0
votes

The gcloud-sdk command "bq load" can take a local file as input.

From the output of the command, it looks like that file is first being uploaded into google cloud storage somewhere before the bigquery load job is scheduled. Given that the REST api for bigquery schedule-load-job endpoint also takes only "gs://" urls, and that the load-job needs the data to be reachable, I am pretty sure that such an upload to cloud-storage is taking place (though I can't find any documentation that explicitly describes "bq load" with local files.

My question then is: can someone tell me where the local file is temporarily uploaded to? Is it one of the gcloud project cloud-storage buckets, or somewhere else? Is it guaranteed to be deleted after the load-job completes?

I have a requirement for data to be kept only in a specific geographical region, thus the location of the (presumed) temporary storage is significant.

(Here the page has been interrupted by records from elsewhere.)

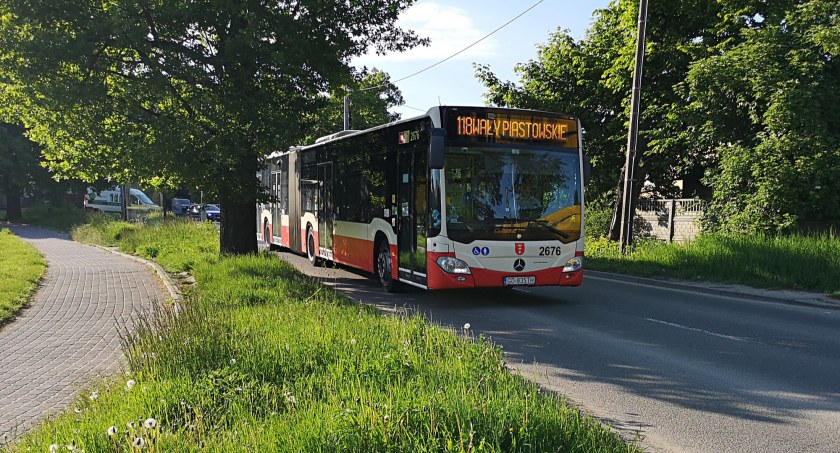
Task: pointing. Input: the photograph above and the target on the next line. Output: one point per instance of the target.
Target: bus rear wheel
(267, 237)
(383, 268)
(310, 248)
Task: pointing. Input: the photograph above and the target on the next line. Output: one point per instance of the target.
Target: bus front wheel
(383, 268)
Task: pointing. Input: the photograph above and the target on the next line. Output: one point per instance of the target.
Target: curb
(727, 290)
(165, 278)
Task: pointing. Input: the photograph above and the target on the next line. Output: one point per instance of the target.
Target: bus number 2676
(549, 251)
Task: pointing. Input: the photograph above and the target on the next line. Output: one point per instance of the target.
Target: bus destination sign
(513, 128)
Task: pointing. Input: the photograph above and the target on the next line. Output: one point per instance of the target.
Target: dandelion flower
(289, 397)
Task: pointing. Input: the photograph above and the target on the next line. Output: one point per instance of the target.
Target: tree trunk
(615, 225)
(238, 234)
(14, 213)
(238, 203)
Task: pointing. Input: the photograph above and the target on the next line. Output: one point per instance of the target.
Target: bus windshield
(512, 194)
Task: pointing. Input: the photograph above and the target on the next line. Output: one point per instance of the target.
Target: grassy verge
(21, 268)
(60, 218)
(809, 263)
(262, 358)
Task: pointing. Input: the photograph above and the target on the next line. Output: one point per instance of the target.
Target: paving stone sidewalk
(69, 334)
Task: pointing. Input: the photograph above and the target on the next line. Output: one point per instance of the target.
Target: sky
(453, 25)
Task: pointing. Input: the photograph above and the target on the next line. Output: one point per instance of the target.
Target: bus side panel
(352, 246)
(284, 231)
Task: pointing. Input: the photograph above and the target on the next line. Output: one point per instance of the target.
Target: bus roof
(435, 113)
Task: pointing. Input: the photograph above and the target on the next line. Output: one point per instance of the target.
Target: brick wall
(671, 220)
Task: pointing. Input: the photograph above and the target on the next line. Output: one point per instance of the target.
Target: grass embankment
(262, 358)
(61, 218)
(809, 263)
(21, 268)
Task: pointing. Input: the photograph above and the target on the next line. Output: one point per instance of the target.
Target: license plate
(513, 281)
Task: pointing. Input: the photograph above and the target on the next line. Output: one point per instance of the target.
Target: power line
(460, 51)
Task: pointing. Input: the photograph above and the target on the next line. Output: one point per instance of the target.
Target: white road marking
(694, 329)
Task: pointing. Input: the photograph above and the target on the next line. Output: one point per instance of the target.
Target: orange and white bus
(461, 197)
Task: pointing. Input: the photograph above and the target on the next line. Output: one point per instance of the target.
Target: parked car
(180, 205)
(210, 212)
(111, 201)
(213, 213)
(193, 211)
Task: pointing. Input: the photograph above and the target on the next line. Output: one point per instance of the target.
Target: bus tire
(383, 268)
(310, 247)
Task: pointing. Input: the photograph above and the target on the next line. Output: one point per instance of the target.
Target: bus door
(411, 212)
(326, 214)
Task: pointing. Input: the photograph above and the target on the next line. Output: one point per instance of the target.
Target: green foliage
(182, 93)
(781, 262)
(263, 358)
(738, 96)
(21, 268)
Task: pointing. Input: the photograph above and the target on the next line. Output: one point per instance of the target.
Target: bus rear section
(462, 197)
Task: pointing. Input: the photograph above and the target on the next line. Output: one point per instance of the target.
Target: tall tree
(591, 78)
(182, 92)
(766, 105)
(19, 167)
(738, 102)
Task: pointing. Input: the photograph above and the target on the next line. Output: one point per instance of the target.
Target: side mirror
(587, 170)
(436, 146)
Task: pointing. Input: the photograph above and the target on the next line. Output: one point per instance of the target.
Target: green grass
(262, 358)
(809, 263)
(21, 268)
(61, 218)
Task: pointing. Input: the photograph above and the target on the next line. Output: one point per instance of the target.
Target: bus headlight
(453, 265)
(573, 265)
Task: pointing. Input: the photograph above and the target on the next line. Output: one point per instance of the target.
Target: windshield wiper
(544, 224)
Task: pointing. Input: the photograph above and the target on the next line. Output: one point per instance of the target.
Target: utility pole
(633, 136)
(346, 109)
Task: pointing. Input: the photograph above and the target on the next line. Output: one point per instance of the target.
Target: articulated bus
(461, 197)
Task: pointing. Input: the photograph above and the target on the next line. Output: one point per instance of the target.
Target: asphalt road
(678, 370)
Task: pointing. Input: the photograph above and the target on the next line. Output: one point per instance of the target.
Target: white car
(111, 201)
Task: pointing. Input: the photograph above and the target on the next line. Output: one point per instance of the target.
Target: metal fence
(673, 219)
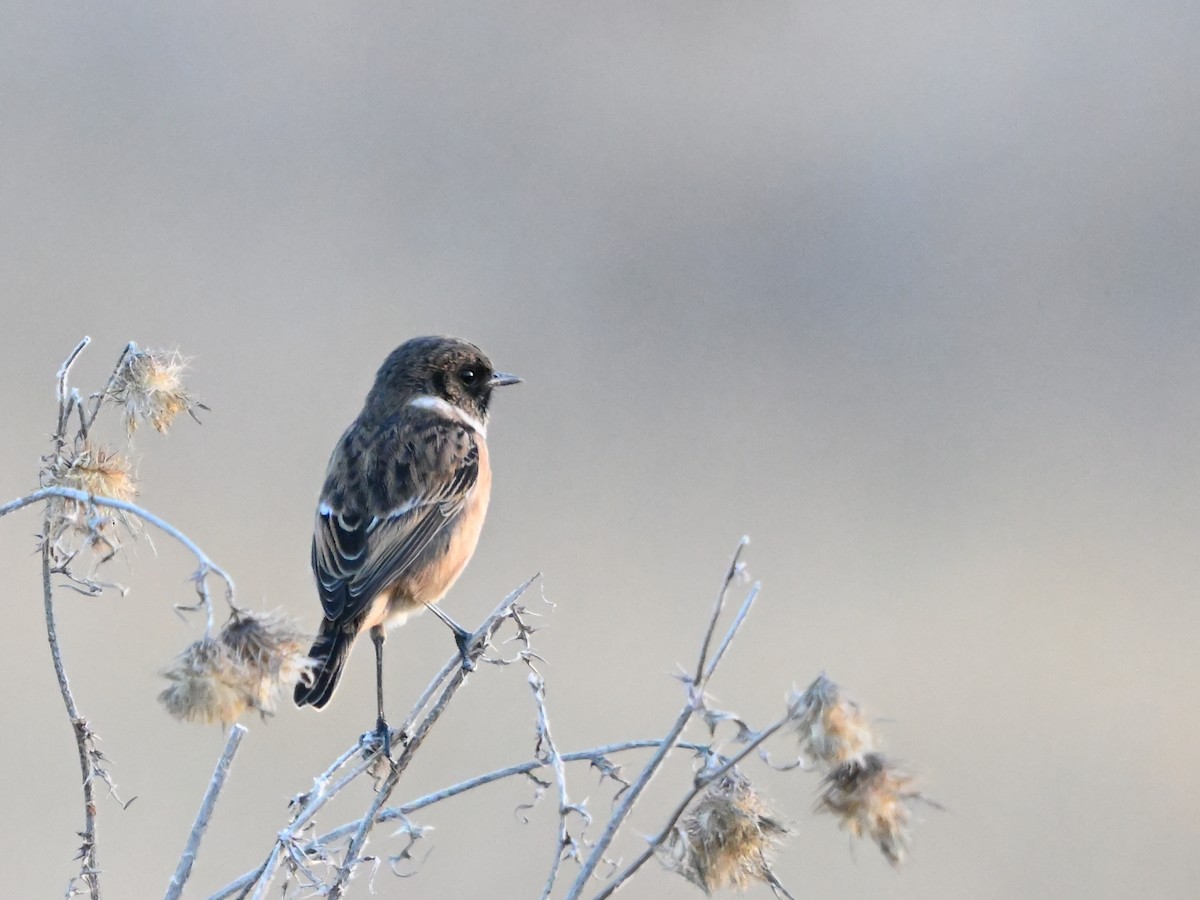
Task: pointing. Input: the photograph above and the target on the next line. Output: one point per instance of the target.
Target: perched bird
(405, 498)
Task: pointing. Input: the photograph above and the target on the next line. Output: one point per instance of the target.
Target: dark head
(444, 367)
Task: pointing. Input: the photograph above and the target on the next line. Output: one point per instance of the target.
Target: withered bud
(93, 469)
(726, 839)
(150, 385)
(207, 684)
(870, 797)
(273, 652)
(253, 660)
(831, 729)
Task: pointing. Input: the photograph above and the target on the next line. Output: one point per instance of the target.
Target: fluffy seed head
(871, 798)
(253, 660)
(273, 653)
(150, 385)
(831, 729)
(93, 469)
(207, 684)
(726, 839)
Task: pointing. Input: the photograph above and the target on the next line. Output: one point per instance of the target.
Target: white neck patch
(450, 412)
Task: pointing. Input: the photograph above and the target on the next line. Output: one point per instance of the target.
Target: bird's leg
(377, 637)
(461, 637)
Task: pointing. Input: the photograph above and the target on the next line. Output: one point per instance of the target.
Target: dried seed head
(832, 730)
(273, 653)
(871, 799)
(207, 684)
(726, 839)
(96, 471)
(150, 385)
(253, 660)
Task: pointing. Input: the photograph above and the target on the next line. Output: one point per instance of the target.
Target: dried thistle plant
(247, 666)
(207, 684)
(94, 469)
(271, 651)
(150, 387)
(831, 729)
(726, 840)
(871, 798)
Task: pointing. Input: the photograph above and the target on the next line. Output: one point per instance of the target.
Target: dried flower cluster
(91, 469)
(867, 791)
(253, 660)
(871, 798)
(150, 385)
(726, 839)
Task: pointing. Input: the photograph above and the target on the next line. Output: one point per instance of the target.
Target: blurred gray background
(905, 292)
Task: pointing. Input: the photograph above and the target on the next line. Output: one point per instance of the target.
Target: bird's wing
(387, 496)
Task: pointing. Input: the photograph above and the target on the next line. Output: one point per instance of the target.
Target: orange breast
(435, 579)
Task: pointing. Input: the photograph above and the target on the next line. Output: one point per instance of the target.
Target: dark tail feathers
(330, 651)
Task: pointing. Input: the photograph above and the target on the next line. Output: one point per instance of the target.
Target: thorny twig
(449, 681)
(598, 756)
(54, 562)
(546, 750)
(702, 780)
(207, 567)
(695, 700)
(84, 737)
(175, 889)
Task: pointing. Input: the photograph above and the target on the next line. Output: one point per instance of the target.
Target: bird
(403, 501)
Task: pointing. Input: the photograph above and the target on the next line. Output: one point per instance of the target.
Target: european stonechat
(405, 498)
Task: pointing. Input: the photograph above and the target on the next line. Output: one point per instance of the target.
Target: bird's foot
(462, 639)
(382, 736)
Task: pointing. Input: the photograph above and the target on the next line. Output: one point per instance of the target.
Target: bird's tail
(330, 652)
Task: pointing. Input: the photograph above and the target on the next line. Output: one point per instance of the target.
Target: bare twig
(730, 575)
(84, 738)
(597, 756)
(479, 642)
(547, 751)
(67, 401)
(207, 567)
(205, 813)
(449, 679)
(695, 700)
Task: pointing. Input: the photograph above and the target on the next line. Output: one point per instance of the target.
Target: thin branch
(702, 780)
(733, 629)
(695, 700)
(730, 575)
(88, 869)
(594, 755)
(479, 641)
(551, 755)
(207, 565)
(202, 819)
(66, 401)
(313, 801)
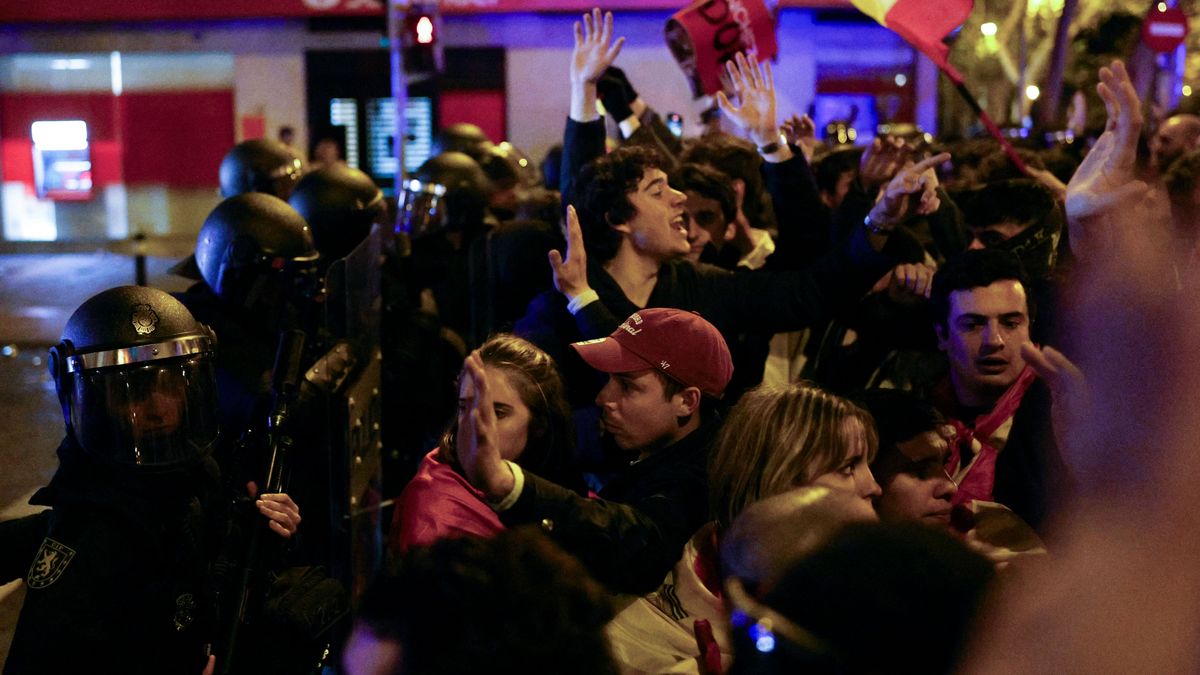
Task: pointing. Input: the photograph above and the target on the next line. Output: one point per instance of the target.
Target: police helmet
(261, 166)
(340, 204)
(255, 250)
(133, 374)
(449, 191)
(463, 137)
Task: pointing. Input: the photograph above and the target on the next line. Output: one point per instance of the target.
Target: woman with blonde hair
(775, 438)
(533, 429)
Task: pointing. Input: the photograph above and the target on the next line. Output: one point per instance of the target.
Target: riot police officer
(340, 203)
(257, 260)
(252, 166)
(261, 166)
(118, 571)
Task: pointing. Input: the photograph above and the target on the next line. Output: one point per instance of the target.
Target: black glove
(613, 90)
(619, 75)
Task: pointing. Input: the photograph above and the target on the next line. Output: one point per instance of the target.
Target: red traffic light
(425, 30)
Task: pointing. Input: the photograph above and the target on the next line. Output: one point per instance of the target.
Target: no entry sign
(1164, 30)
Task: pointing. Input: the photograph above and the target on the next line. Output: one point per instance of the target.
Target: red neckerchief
(981, 476)
(707, 568)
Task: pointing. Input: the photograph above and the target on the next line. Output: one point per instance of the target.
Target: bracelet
(586, 298)
(874, 227)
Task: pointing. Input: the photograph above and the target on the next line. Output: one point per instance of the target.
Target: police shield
(348, 374)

I could upload the data explicitly to storage, then use "bq load" with a reference to the cloud storage, but then need to arrange deletion of the data afterwards which is a minor inconvenience. A dedicated storage with a "lifecycle rule" could at least delete after 1 day, but the "bq load .. localfile" approach is cleaner..

1

1 Answers

0
votes

If you run bq --help you can see how one of the global bq_flags is --location. It is defined as follows:

--location: “Default geographic location to use when creating datasets or determining where jobs should run (Ignored when not applicable.)”

If you run:

bq load --location=eu {your-table} {your-source} 

For a dataset located in EU, then the job should succeed and all jobs related should be run in EU.